Tevhid ilkesinin yeryüzünde Muhammedi söylemle insanlarla buluşturulduğu miladi yedinci/ hicri birinci asırda bu ideal insan ve toplum tipi ortaya çıktı. Kendi mutluluğunu başkalarının mutluluğunda arayan bir bilinç ve düşünceye sahip insanlar, bahsini ettiğimiz tevhidi eğitim sürecinden geçen insanlardı. Hatta onlara düşmanları dahi hayran kalmıştı. Sahip oldukları düşünce ne de yüceydi. Uğruna yaşadıkları şey ne de anlamlıydı. Ne kanun korkusu ne dünyevi herhangi bir sevgi, onların bu düşüncelerine alternatif değildi. Onlar Allah için yaşama, Allah için ölme duygusuyla hareket etmişlerdi.
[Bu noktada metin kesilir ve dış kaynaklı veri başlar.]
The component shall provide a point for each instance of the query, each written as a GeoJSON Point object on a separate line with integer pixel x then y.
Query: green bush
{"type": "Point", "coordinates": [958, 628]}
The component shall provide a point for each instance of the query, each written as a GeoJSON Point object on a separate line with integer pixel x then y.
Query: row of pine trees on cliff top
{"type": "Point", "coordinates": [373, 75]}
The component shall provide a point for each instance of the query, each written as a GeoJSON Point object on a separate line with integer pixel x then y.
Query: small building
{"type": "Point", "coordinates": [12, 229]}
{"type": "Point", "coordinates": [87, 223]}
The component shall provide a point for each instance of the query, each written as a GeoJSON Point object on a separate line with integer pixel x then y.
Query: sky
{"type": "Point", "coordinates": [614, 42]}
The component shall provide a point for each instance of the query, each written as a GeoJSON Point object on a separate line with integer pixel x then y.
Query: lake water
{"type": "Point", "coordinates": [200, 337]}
O halde şunları sormak gerekir: Bir sınıfa kırk öğrenciyle dört duvar arasında yalnız kalan bir öğretmeni en idealist öğretmen olma şuuruna sevk edecek amil nedir? Kanun korkusu mu? Öğrencilere olan sevgisi mi? Onlarla aynı toprağın vatandaşı olma düşüncesi mi? Aynı kavme mensup olma duygusu mu?
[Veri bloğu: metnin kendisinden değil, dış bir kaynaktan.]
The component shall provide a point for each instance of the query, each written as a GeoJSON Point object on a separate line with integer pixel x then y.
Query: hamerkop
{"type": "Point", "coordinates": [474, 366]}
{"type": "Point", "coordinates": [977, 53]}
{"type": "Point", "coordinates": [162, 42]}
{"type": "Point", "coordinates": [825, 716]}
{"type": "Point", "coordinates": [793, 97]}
Buna verilecek cevap tevhidin eşsiz düşüncesinden doğmuş olan “Allah düşüncesi temeline dayanan bir vicdan”dan başkası değildir. Bir Müslüman eğitimci kendilerine emanet edilenlerin sırf Allah inancına dayanan vicdanıyla karşısında bulunan nesli hem sever hem eğitir, gerektiğinde Allah için korkutur ve iyi bir kul ve iyi bir toplum ortaya çıkarmanın gayreti içine girer.
Eğitimde mükâfat ve ödüllendirme elbette ki önemlidir. Fakat mükâfat gibi bir düşüncesi ya da buna ihtiyacı kalmamış bir fertle karşılaşma durumunda onu hangi düşünce, hangi şuur ile motive edip eğiteceksiniz? Burada devreye giren husus elbette ki tek Allah inancıdır. Ona hayatın ve ölümün anlamını, yaşamaktan maksadın ne olduğunu, insanın nereden gelip nereye gitmekte olduğunu izaha çalışan bir eğitimci başarılı olacak, hayatın anlamını kavratmak suretiyle hedefine ulaşmış olacaktır.
Allah rızası ve korkusuna dayandırılmamış bir eğitim en nihayetinde iflas etmekle baş başa kalacaktır. Allah’tan korkmayan bir güvenlik görevlisi kimsenin farkına varamayacağı bir ortamda insanların güvenliği için en tehlikeli bir varlığa dönüşebilir. Şayet bilinci Allah inancı/tevhid düşüncesiyle yoğrulmamış ise onu zarar veren bir makinaya dönüşmekten hiç bir güç ve otorite alıkoyamayacaktır.
Resulullah (s.a.s.) daha hayattayken istikbalde insanların karşılaşacakları bir durumu haber veriyordu. İslam’ın henüz hakim olmadığı Arap Yarımadası’nda insanlar binlerce km. uzaklara güven içinde yolculuk edemezlerdi. Ne zaman ki İslam bütün bir Arap Yarımadası’na hâkim oldu Resulullah’ın haber vermiş olduğu hakikat işte o zaman gerçekleşti.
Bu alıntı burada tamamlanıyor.